Matrix addition and subtraction is carried out by individually adding/subtracting elements at the same index in each of the matrices. Consequently, matrices of different dimensions cannot be added or subtracted.

$$\begin{bmatrix}
    a_1 & b_1\\
    c_1 & d_1\\
\end{bmatrix} \pm \begin{bmatrix}
    a_2 & b_2\\
    c_2 & d_2\\
\end{bmatrix} = 
\begin{bmatrix}
    a_1 \pm a_2 & b_1 \pm b_2\\
    c_1 \pm c_2 & d_1 \pm d_2\\
\end{bmatrix}$$

Scalar multiplication and division of a matrix is carried out by multiplying/dividing each of the elements of the matrix by a scalar. In case of scalar addition or subraction, we convert the scalar into a matrix with each element equal to the scalar before carrying out the operation.

$$k\begin{bmatrix}
    a & b\\
    c & d\\
\end{bmatrix}=\begin{bmatrix}
    ka & kb\\
    kc & kd\\
\end{bmatrix}$$

$$\begin{bmatrix}
    a & b\\
    c & d\\
\end{bmatrix} \pm k=\begin{bmatrix}
    a \pm k & b \pm k\\
    c \pm k & d \pm k\\
\end{bmatrix}$$

#### Matrix Multiplication

Matrix multiplication is slightly more involved. For two matrices to be multiplicable, the number of columns in the first matrix must be equal to the number of rows in the second matrix.
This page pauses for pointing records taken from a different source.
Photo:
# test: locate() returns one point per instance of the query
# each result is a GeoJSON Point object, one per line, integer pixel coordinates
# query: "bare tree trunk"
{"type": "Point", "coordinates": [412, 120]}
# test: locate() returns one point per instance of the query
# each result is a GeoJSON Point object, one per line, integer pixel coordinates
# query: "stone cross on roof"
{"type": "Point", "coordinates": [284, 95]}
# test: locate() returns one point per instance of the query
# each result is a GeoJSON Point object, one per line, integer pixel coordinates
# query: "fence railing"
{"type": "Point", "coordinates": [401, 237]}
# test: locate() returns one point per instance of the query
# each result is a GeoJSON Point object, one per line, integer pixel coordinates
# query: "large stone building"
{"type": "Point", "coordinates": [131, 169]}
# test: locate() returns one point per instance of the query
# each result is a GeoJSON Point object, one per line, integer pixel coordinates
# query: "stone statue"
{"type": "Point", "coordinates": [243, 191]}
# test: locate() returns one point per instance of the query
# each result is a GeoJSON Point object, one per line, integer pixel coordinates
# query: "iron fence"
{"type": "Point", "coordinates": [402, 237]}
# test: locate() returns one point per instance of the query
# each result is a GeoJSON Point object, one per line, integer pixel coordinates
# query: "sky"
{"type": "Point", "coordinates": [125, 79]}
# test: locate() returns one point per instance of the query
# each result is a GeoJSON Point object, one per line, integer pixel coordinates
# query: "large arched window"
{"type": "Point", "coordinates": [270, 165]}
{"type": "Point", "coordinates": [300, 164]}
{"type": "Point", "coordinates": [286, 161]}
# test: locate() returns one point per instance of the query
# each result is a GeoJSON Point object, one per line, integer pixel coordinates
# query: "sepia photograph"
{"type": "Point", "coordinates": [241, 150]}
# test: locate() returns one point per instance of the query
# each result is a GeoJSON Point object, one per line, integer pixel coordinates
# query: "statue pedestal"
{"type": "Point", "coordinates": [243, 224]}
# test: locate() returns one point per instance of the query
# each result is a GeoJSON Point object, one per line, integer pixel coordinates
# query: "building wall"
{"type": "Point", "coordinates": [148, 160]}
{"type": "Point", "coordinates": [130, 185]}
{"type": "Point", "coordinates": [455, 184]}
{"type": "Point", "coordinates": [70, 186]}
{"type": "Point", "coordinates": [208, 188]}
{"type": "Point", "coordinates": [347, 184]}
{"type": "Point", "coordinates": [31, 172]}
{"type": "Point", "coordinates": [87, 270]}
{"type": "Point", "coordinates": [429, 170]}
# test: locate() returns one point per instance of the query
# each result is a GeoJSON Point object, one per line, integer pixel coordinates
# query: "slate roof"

For two matrices $A$ and $B$ of order $m\times n$ and $n\times p$ respectively,

$$A\times B = \begin{bmatrix}
a_{11} & a_{12} & \cdots & a_{1n} \\
a_{21} & a_{22} & \cdots & a_{2n} \\
\vdots  & \vdots  & \ddots & \vdots  \\
a_{m1} & a_{m2} & \cdots & a_{mn} 
\end{bmatrix} \times
\begin{bmatrix}
b_{11} & b_{12} & \cdots & b_{1p} \\
b_{21} & b_{22} & \cdots & b_{2p} \\
\vdots  & \vdots  & \ddots & \vdots  \\
b_{n1} & b_{n2} & \cdots & b_{np} 
\end{bmatrix}=
\begin{bmatrix}
\sum_{i=1}^n(a_{1i}b_{i1}) & \sum_{i=1}^n(a_{1i}b_{i2}) & \cdots & \sum_{i=1}^n(a_{1i}b_{ip})\\
\sum_{i=1}^n(a_{2i}b_{i1}) & \sum_{i=1}^n(a_{2i}b_{i2}) & \cdots & \sum_{i=1}^n(a_{2i}b_{ip})\\
\vdots & \vdots & \ddots & \vdots \\
\sum_{i=1}^n(a_{mi}b_{i1}) & \sum_{i=1}^n(a_{mi}b_{i2}) & \cdots & \sum_{i=1}^n(a_{mi}b_{ip})
\end{bmatrix}
$$

The problem of finding the values of the hypotheses of a set of input variables (or even comparing several competing hypotheses) can be reduced to a matrix-vector multiplication problem as follows (this will make our further code implementations shorter to write as well as computartionally faster):

$$\begin{bmatrix}
    1 & x^{(1)}\\
    1 & x^{(1)}\\
    \vdots & \vdots\\
    1 & x^{(m)}
\end{bmatrix}\times 
\begin{bmatrix}
    \theta_0\\
    \theta_1
\end{bmatrix}\longrightarrow 
\begin{bmatrix}
    1 & x^{(1)}\\
    1 & x^{(1)}\\
    \vdots & \vdots\\
    1 & x^{(m)}
\end{bmatrix}\times 
\begin{bmatrix}
    \theta_{0a} & \theta_{0b} & \cdots & \theta_{0n}\\
    \theta_{1a} & \theta_{1b} & \cdots & \theta_{1n}
\end{bmatrix}$$

Matrix multiplication has several properties which are lsiten below:
* not commutative - in general, $A\times B \neq B\times A$
* associative - $A\times B \times C = A\times (B\times C) = (A\times B)\times C$
* identity matrix - $A\times I = I\times A = A$

#### Inverse and Transpose of a Matrix

For a $n$-th order square matrix $A$ with [determinant](https://en.wikipedia.org/wiki/Determinant) not equal to zero (i.e. non-singular matrix), the inverse $A^{-1}$ exists such that $A\times A^{-1} = I_{n\times n}$.

The transpose of a matrix $A$ (denoted by $A^T$) is expressed by inverting the row and column terms, i.e. $A_{ij}^T = A_{ji}$